Easy Parade Float Ideas

    by Ann Hudson

    About the Author

    Ann Hudson is a freelance writer who began her writing career working for a small community newspaper. While there, her work as a feature writer and a weekly columnist were honored. Hudson holds a bachelor's degree in journalism. She has been writing for more than 30 years.


    When time, manpower and money are not an issue, nearly anyone can create a parade float that is a detailed and impressive work of art. But, more often than not, those assets are limited. Coming up with ideas for parade floats that are simple in design and are not labor-intensive is not impossible, however. Working smarter, not harder, is the key. In some cases, a good concept is just as effective as an overabundance of bells and whistles.


    There are some materials specific to float building that can help to create a polished and professional-looking float with a minimal investment of time. Metal trailers can present some real challenges when it comes to attaching decorations. Magnetic tape can remedy this challenge. This tape is usually around 1/2 inches wide and comes in 100-foot rolls. The magnetic properties of the tape allow it to stick to the metal trailer and provide a means of attachment for all kinds of decorative items.

    Decorating Supplies

    Decorative items could include garlands, vinyl festooning, metallic fringe and foam board letters and shapes. These ready-made products also make for quick and simple float decorating. If both budget and time are matters of concern, it may be necessary to take a creative and homemade approach. As long as decorating can take place shortly before the parade, inexpensive supplies such as balloons and crepe paper streamers can be used to add color and a sense of movement.

    Scenes and Props

    A simple scene can provide an effective expression of a parade theme. For example, for a Christmas parade, you can create Santa's workshop simply by using a wooden table, a few chairs, toys, brightly wrapped gifts and participants in elf costumes. Depict a harvest theme with bales of hay, bushel baskets of real produce and live "harvesters" dressed in bib overalls and checked shirts.
    For scenes such as these, decorating the float will simply involve covering the trailer bed or wagon floor with artificial grass mats or floral sheeting and adding some kind of covering on the side of the wagon. This covering could be colorful fabric, metallic fringe or floral sheeting. The trick is to make sure to trim the covering so that the wheels of the wagon or trailer are concealed, but the covering does not drag on the ground or impede trailer movement. Garlands and festooning can also be added along the edge of the trailer for added pizazz. Other simple props can be made ahead of time, such as simple cardboard cut-outs that represent the theme of the float, which can be very effective. For example, cardboard cut outs of trees, flowers, or animals portray a nature theme. Trace the design on the cardboard, outline it with permanent black marker and fill in colors with acrylic craft paint.

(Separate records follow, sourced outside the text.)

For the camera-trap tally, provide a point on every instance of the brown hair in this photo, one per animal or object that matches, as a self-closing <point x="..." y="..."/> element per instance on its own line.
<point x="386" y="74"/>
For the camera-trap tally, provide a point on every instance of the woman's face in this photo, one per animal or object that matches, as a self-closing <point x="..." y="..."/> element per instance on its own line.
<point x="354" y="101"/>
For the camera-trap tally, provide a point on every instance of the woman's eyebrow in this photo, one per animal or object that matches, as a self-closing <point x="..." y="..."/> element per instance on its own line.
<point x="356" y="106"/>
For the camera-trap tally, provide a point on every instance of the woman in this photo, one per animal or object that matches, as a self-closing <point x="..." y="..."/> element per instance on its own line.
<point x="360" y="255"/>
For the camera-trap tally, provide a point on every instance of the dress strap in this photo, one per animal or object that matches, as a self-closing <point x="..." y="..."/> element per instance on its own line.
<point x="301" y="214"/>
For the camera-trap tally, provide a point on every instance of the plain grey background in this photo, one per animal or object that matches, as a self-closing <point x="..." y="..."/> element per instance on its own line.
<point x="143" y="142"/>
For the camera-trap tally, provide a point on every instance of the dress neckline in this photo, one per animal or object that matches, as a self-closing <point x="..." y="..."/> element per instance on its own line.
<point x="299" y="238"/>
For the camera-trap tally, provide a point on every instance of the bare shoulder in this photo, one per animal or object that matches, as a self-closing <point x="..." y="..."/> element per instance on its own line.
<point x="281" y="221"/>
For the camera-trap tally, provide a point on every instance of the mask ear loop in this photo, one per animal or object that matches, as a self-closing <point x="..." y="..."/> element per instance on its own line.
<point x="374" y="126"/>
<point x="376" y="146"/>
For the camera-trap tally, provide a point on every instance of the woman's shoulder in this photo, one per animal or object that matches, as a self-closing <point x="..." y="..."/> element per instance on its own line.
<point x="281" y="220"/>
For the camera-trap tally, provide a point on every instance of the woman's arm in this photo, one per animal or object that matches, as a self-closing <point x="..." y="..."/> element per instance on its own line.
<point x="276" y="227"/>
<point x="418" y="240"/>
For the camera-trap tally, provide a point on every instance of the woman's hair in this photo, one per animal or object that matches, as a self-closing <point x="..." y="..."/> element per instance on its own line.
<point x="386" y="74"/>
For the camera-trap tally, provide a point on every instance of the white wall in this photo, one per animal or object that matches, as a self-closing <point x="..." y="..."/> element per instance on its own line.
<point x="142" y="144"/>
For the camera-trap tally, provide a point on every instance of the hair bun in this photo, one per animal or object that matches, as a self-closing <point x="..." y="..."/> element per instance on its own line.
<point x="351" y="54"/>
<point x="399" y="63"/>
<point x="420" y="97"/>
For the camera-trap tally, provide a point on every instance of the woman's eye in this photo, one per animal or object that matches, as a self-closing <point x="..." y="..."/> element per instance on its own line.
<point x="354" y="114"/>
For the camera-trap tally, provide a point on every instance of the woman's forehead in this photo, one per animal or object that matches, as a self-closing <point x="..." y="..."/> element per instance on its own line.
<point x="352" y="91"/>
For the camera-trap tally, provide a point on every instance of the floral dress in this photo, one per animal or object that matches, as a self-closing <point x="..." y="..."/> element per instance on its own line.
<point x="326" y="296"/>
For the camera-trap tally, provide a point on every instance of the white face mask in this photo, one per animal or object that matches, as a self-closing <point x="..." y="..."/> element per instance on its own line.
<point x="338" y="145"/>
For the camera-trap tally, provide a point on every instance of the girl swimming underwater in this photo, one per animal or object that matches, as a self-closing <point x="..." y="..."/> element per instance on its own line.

    Different levels add visual interest to your float. These levels can be made with a variety of platforms covered with artificial grass or floral sheeting, or they may consist of simple wood and chicken wire frames. Tissues paper squares or giant tissue flowers provide color while concealing framework. Pushing the tissue paper squares into the chicken wire openings is a simple way to add color and texture. Create tissue paper flowers by folding the paper fan-style and securing at the center with a pipe cleaner. When the tissue paper layers are gently separated and spread apart, the blossom appears. Intersperse these flowers among the tissue paper squares for added detail.